A number of oxidoreductases that act on α-hydroxy acids and which are FMN-containing flavoproteins have been shown [1,2,3,4] to be structurally related; these enzymes are:

• Lactate dehydrogenase (EC 1.1.2.3), which consists of a dehydrogenase domain and a heme-binding domain called cytochrome b2 and which catalyzes the conversion of lactate into pyruvate.
• Glycolate oxidase (EC 1.1.3.15) ((S)-2-hydroxy-acid oxidase), a peroxisomal enzyme that catalyzes the conversion of glycolate and oxygen to glyoxylate and hydrogen peroxide.
• Long chain α-hydroxy acid oxidase from rat (EC 1.1.3.15), a peroxisomal enzyme.
• Lactate 2-monooxygenase (EC 1.13.12.4) (lactate oxidase) from Mycobacterium smegmatis, which catalyzes the conversion of lactate and oxygen to acetate, carbon dioxide and water.

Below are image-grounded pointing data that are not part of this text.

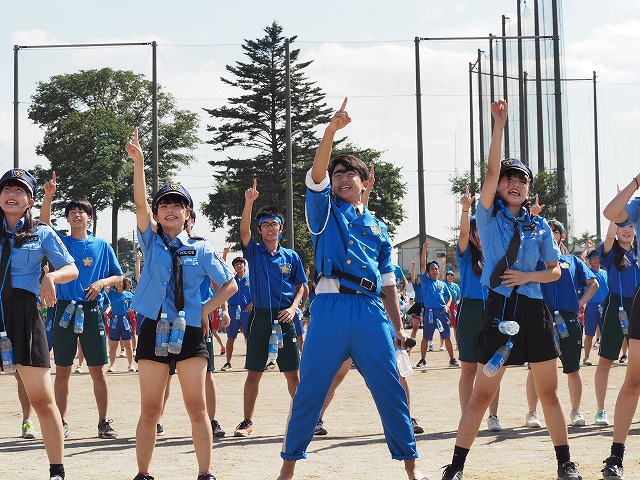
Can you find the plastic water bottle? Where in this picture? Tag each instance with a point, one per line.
(278, 329)
(624, 320)
(163, 329)
(273, 345)
(78, 320)
(498, 359)
(404, 364)
(509, 327)
(177, 333)
(6, 352)
(563, 331)
(65, 320)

• (S)-mandelate dehydrogenase from Pseudomonas putida (gene mdlB), which catalyzes the reduction of (S)-mandelate to benzoylformate.

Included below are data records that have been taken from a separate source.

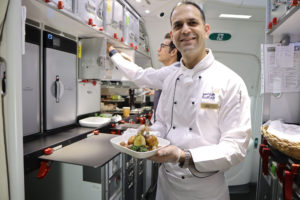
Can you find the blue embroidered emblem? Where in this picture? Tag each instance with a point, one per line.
(208, 96)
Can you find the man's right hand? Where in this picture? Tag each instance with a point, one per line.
(109, 47)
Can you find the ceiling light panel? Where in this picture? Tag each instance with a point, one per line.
(235, 16)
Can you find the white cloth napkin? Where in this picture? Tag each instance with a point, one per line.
(289, 132)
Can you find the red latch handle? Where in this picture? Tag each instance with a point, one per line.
(261, 146)
(279, 171)
(60, 5)
(48, 151)
(265, 160)
(44, 169)
(295, 168)
(287, 185)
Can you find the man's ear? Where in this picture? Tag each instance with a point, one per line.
(207, 30)
(173, 52)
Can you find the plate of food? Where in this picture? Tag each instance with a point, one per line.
(139, 144)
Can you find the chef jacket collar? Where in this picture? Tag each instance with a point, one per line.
(203, 64)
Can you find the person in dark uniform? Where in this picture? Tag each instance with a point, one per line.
(169, 56)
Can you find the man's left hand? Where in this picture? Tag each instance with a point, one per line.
(170, 153)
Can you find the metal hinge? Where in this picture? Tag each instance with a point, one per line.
(2, 76)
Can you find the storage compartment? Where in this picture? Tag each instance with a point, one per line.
(92, 58)
(114, 19)
(143, 39)
(91, 12)
(31, 82)
(131, 30)
(63, 4)
(59, 81)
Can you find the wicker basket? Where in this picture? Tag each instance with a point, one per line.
(289, 148)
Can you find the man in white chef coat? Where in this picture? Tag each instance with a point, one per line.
(204, 111)
(169, 56)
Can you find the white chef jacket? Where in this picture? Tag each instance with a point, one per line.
(205, 110)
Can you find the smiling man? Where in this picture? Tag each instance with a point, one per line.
(204, 111)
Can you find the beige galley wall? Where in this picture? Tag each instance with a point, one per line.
(4, 194)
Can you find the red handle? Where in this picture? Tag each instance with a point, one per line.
(265, 160)
(279, 171)
(44, 169)
(287, 185)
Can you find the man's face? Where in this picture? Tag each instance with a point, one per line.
(163, 51)
(188, 29)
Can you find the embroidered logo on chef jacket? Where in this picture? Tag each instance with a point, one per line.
(208, 100)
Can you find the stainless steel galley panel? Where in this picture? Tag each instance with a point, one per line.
(31, 81)
(60, 81)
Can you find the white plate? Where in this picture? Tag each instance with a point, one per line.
(140, 155)
(94, 122)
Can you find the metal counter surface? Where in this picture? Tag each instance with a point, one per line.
(54, 139)
(93, 151)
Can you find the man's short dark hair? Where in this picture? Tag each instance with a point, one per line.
(189, 3)
(167, 36)
(172, 46)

The first step in the reaction mechanism of these enzymes is the abstraction of the proton from the α-carbon of the substrate producing a carbanion which can subsequently attach to the N5 atom of FMN. A conserved histidine has been shown [5] to be involved in the removal of the proton. We selected for a signature pattern the region around this active site residue, which is highly conserved and contains an arginine residue which is involved in substrate binding. Three-dimensional structures of FMN-dependent α-hydroxy acid dehydrogenases show a common fold with a TIM barrel structure (see <PDB:1TB3>). We also developed a profile that covers the entire FMN hydroxy acid dehydrogenase domain.